Exactly. But she didn't need to know that. If things remained casual, there was no chance of his balls being extracted from his body.

“Excuse me for pointing out the obvious,” she went on, “but you should take your own words to heart. You know, the ones where you say we should just go for it?”

One side of his mouth kicked up because damn if she didn't have him on that one. “I don't remember saying anything like that.”

“Maybe not those exact words, but it's what you meant,” she told him.

Shit. Hadn't he told himself she was smart and too meddlesome for her own good? The woman kept getting inside his head and taking the words right out of his mouth. Yeah, he did want to go for it with her.

The problem was, he didn't know what
it
was.

They had two different definitions of relationship. He wanted casual. She told him that's what she wanted, too, but he wasn't so sure about that.

He stepped back from her and winced when he placed too much pressure on his bad knee. Her gaze dropped down as though sensing his pain.

“I told you I could help you with your pain,” she reminded him.

He reached around her and opened the truck door. “I told you I've got it under control.”

“With pills?”

As she said the words, he reached across the front seat to the glove compartment. Feeling her eyes on him, scrutinizing every move he made, he withdrew the Oxy, pried open the lid, and tossed back a pill.

“They just help with the pain,” he told her after turning to face her again. Maybe if he said the words enough he'd start to believe them. That he didn't have a problem that needed attention.

She lowered her gaze to the bottle still clutched in his hand. Ironically symbolic of how he couldn't let them go. Man, he was such a mess. First he poked and prodded a woman who not only messed with his head, but also had his number down so well that she practically wrote the damn thing.

Without warning, she snatched the bottle out of his hand. Surprisingly, he didn't try to take it back. Had it been anyone else, Brandon or Cameron, he'd have tackled them to the ground to save face. With Annabelle he had no inhibitions. Because she'd see through them anyway.

“OxyContin?” she asked with a lifted brow. “You shouldn't still need this stuff, Blake.”

Yeah, no shit.

“How do you know that?” he countered.

“Because I don't live under a rock. I watch the news often enough to know when you had your surgery and should have been off Oxy a year ago.” She held the bottle up. “Why are you still taking these?”

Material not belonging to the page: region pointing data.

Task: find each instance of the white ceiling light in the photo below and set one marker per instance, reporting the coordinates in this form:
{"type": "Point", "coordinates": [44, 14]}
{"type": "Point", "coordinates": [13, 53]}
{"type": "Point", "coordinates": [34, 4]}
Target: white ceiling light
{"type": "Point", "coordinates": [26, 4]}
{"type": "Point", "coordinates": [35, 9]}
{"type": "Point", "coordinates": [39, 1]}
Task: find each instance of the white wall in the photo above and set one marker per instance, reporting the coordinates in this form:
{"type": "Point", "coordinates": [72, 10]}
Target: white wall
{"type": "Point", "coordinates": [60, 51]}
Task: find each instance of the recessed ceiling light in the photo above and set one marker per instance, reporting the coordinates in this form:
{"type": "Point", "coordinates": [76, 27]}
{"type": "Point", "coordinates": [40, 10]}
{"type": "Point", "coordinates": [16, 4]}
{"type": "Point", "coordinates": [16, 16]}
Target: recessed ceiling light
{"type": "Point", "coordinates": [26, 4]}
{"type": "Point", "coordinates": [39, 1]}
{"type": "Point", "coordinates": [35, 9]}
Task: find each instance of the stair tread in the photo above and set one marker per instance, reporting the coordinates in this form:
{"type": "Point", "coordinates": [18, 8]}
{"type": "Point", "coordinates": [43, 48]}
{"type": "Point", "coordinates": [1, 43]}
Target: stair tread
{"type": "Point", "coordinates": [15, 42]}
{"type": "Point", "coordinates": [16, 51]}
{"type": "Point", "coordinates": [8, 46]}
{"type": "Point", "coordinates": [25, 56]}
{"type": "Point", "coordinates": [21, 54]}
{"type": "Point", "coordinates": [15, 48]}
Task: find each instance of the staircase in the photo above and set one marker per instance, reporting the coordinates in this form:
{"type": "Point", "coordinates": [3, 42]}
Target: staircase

He yanked the bottle out of her hands. “I'd think that'd be obvious. Especially to a woman who claims to know everything about me.” Yeah, his words were harsher than they needed to be. And yeah, the flash of hurt in her eyes was like a jab to the ribs. But he didn't need her figuring him out. Because then she'd see him for the fraud he was.

“I never claimed to know everything about you, Blake, but that stuff is meant as a temporary pain reliever immediately following a major surgery. You have a problem if you're still taking it.”

He turned from her, not wanting her to see how right she was. She placed a hand on his upper back. The soothing gesture relaxed him, yet at the same time put him on edge. “I can help you, Blake. You really need to talk to someone if you're addicted to pain pills.”

Her words shouldn't have meant anything to him. They should have infuriated him. Simply for the fact that she'd seen it so easily when he'd worked so hard to pretend he wasn't a complete mess. Another reason he needed to stay away from her.

Annabelle Turner had her finger on his pulse, reading and seeing him for the person he really was. In reality, it should have pleased him. To have a woman see past the dollar signs and the icon the American public had made him to be. But in truth, it scared the shit out of him. There was no pretending with her. He was exposed, raw and vulnerable and weak.